Marcos Cordeiro
Recife Revisited

As he could not paint the streets blue, the major poet Carlos Pena Filho turned out, among others, one of the most beautiful sonnets in Portuguese - Soneto do Desmantelo Azul (Sonnet of the Blue Dismantlement). But, for his being as much a painter endowed with a refined sensibility as Carlos Pena is a poet, Plínio Palhano achieved what the latter did not: to paint blue not only buildings and streets, but the whole Recife. The ancient Recife of bohemians, poets and lovers has restored, for the new generations, the lost dignity of the old district which formerly was rich.

With the same strength of his penultimate phase, but with, say so, softer tonalities and colors, Plínio comes back, without surprise for all those who follow his present full-grown work - a "sensible" proposal, a poetical declaration of love for Recife, our Recife more of Pasargadae than the simple current "electioneering-tropical-anarchic-schmaltzy" hide-out.

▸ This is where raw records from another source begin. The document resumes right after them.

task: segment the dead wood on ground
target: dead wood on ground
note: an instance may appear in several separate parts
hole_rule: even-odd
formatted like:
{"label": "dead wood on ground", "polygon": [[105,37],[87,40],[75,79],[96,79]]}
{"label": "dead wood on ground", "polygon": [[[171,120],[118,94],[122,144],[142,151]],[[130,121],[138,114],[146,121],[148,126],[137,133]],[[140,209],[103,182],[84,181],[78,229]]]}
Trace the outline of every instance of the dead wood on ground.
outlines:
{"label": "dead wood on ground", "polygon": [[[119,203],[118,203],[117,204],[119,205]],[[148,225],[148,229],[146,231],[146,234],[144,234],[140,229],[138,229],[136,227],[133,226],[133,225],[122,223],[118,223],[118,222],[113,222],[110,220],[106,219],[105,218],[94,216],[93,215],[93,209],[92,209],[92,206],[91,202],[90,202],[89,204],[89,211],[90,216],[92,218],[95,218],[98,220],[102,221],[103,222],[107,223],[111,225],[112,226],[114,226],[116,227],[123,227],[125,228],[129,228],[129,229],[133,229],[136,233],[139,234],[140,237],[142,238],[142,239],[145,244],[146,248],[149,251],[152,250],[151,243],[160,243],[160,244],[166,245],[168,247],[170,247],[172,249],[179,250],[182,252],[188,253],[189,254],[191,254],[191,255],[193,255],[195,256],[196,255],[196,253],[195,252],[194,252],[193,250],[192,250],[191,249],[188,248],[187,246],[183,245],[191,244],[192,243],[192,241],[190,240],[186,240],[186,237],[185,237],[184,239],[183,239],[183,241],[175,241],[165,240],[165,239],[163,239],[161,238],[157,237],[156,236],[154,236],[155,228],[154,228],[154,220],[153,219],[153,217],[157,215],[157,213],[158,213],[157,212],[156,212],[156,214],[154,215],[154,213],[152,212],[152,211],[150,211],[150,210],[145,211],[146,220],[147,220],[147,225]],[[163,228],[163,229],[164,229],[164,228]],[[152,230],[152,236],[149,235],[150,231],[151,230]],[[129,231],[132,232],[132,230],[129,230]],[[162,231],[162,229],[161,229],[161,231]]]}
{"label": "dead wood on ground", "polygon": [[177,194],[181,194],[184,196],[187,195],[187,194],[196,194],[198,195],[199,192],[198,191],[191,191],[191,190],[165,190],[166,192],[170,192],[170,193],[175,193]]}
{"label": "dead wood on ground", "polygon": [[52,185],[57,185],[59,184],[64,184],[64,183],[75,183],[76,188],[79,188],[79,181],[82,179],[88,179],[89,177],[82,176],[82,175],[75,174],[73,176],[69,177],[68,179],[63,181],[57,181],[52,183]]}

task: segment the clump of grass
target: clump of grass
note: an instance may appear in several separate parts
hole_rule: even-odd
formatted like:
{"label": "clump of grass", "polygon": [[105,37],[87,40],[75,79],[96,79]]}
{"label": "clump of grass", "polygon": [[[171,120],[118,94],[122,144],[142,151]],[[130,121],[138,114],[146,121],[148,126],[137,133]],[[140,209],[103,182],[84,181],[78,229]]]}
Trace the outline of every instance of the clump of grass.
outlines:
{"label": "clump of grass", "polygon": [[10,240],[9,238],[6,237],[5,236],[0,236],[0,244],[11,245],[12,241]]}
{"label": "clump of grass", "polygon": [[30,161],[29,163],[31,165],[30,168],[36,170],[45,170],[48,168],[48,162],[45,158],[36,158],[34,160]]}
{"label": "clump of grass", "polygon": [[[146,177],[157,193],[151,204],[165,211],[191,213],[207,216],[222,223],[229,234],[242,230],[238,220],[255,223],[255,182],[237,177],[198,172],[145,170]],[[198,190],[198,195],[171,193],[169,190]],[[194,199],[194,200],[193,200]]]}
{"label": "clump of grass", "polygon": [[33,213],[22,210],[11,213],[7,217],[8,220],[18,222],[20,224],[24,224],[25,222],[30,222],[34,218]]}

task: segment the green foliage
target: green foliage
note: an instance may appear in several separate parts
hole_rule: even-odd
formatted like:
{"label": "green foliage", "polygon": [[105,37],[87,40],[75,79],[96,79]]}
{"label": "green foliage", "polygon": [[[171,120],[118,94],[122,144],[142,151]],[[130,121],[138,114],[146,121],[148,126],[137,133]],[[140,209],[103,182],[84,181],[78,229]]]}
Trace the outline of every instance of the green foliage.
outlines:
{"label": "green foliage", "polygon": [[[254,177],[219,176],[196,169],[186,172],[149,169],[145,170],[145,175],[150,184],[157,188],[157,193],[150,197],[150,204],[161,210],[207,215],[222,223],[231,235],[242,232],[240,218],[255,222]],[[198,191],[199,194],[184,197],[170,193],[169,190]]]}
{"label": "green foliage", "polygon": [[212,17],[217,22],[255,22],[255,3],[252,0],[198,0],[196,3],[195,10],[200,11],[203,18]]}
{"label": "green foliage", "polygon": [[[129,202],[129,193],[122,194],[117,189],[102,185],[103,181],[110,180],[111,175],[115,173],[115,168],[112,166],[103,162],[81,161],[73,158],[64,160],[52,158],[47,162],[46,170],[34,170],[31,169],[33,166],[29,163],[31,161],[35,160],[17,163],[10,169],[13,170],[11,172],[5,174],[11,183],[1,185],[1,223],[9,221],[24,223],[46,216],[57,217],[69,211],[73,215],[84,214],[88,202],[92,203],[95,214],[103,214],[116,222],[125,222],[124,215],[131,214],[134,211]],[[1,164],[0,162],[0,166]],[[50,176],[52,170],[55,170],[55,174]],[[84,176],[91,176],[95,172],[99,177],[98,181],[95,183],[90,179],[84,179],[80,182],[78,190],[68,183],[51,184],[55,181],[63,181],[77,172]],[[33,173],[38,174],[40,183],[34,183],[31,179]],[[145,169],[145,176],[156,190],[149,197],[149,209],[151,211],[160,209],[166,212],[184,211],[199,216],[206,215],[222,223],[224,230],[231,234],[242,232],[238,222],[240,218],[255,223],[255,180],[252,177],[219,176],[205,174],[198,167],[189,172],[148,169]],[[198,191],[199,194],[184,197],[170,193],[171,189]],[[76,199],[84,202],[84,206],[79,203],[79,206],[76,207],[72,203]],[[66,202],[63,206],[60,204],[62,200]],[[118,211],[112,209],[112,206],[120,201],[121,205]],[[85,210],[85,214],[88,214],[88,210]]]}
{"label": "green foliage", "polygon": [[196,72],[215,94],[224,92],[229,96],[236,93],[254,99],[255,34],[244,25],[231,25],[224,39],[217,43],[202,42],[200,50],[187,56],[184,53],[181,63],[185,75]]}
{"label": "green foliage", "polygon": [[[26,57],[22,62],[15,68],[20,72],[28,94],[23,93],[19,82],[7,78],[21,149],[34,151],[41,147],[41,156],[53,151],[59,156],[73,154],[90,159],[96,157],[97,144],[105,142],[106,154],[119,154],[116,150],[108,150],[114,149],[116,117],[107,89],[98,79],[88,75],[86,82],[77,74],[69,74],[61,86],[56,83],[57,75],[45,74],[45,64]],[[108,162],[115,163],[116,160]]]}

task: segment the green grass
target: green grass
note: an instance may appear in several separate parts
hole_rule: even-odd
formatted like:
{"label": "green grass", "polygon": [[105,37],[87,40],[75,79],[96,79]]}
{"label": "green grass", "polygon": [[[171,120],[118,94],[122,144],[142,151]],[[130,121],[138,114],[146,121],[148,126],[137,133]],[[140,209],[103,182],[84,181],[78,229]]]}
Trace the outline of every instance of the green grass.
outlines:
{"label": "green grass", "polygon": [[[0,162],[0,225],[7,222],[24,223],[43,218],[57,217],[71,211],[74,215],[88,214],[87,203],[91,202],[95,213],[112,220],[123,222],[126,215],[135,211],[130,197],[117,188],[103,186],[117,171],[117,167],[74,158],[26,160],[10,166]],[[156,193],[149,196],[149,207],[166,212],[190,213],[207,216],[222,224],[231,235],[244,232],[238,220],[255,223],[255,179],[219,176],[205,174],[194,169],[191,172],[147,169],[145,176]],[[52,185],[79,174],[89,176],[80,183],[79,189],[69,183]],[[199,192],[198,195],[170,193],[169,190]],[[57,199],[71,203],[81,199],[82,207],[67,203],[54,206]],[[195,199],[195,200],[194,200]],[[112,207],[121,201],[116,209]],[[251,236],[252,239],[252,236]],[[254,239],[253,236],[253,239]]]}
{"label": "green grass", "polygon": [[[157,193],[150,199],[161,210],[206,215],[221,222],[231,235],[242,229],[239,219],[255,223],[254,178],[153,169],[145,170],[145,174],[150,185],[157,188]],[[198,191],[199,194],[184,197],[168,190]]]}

Having roots in Expressionism, Plínio does not turn the outer aspect of the world into painting (contrary to the Impressionists). In pursuit of his "psychological landscapes of the Old Recife", his sensibility moves from the outside in, from the superficial to the spiritual. In his evocative origin, let us recompose in a realistic way the images represented. To give "expression" to his shapes, the artist makes use of a condensed coloring with different tones, usually with great dramatic force and expressive luminosity, in a process of structural fragmentation of the represented object owing to the discontinuity of the brushstrokes - dynamic and enraptured.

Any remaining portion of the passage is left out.